Kriebel loved his reporting duties but The Journal and Courier recognized his talent and moved him up through the ranks as metro editor, managing editor and opinions page editor. He retired in 1994. He shone as a teacher during his managerial years at the newspaper. His students included several interns sent to the paper from Northwestern University’s Medill School of Journalism

Many of the interns pursued successful journalism careers. One became a Washington Post sportswriter, another a Golf Digest editor. Kriebel also has been a classroom teacher as a visiting lecturer for ten semesters in Purdue University’s Department of Communication.

Former staff members John and Jeanne Norberg and Byron O. Parvis credit Kriebel with much of their success as journalists.

“He is really a great teacher,” John Norberg,” says. “He encouraged us to do our very best. He also taught me how to live — a great role model.” “He is a teacher!” Jeanne Norberg declares. Parvis notes that Kriebel was always willing to help new reporters and praises him for his adherence to the highest standards of journalism.

The three also point out that Kriebel became an integral part of the Lafayette community and a spokesperson for its history. One of Kriebel’s passions is local history. This resulted in his writing since 1977 a weekly column, Old Lafayette for the Journal and Courier. Many of the columns have been published in book form.

Books! Kriebel is the author of five books of Indiana biography and one about the life and work of the American jazz bandleader, Woody Herman. His favorite is Plain Ol’ Charlie Deam, about a nationally recognized pioneer Hoosier botanist from Bluffton.
His biography of Woody Herman, Blue Flame: Woody Herman’s Life in Music, has received critical acclaim. Blue Flame is an engrossing journey through the corridors of the Woody Herman era,” Al Julian, associate director of the Woody Herman Society, wrote. “Mr. Kriebel writes brilliantly.”

And David Baker, distinguished professor of music at Indiana University, said of Blue Flame that “it contains a great deal of information that has not appeared before under a single cover. There are new and different viewpoints and attitudes that will surely stimulate and encourage scholarship.”
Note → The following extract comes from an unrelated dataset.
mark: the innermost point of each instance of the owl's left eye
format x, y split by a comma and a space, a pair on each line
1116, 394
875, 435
Wikipedia, the free encyclopedia, says that “modern history owes a fair debt to Robert Kriebel. By way of his books and columns the curious are provided a convenient, accessible, and even colorful way to grasp the events around and preceding him.”
Kriebel doesn’t only write stories, he tells them. He is in great demand as a speaker by many Lafayette area organizations. His topics include history, including the Civil War, and James Whitcomb Riley. His Riley talks include poetry readings of the Hoosier poet’s poems. One of Kriebel’s books, Meet Jim Riley, is a Riley biography.

Kriebel credits much of his ability to be an effective and entertaining speaker to another noted Hoosier storyteller, the late John A. “Jack” Scott. Kriebel discussed the art of public speaking with Scott when the latter was Journal and Courier publisher during 1962-1971.

It is no wonder that the many hats Kriebel has worn and continues to wear have earned him the respect of the Lafayette community. That respect was evidenced recently when former Lafayette Mayor Dave Heath and the Tippecanoe County Historical Society proclaimed Kriebel a “Lafayette Living Treasure.”

Kriebel now has the honor of joining the membership roll of the Indiana Journalism Hall of Fame. Three others already are from the Journal and Courier staff: the late publisher (1954-1962) Louis A. Weil Jr., Scott and the late Gordon Graham, a highly respected sportswriter.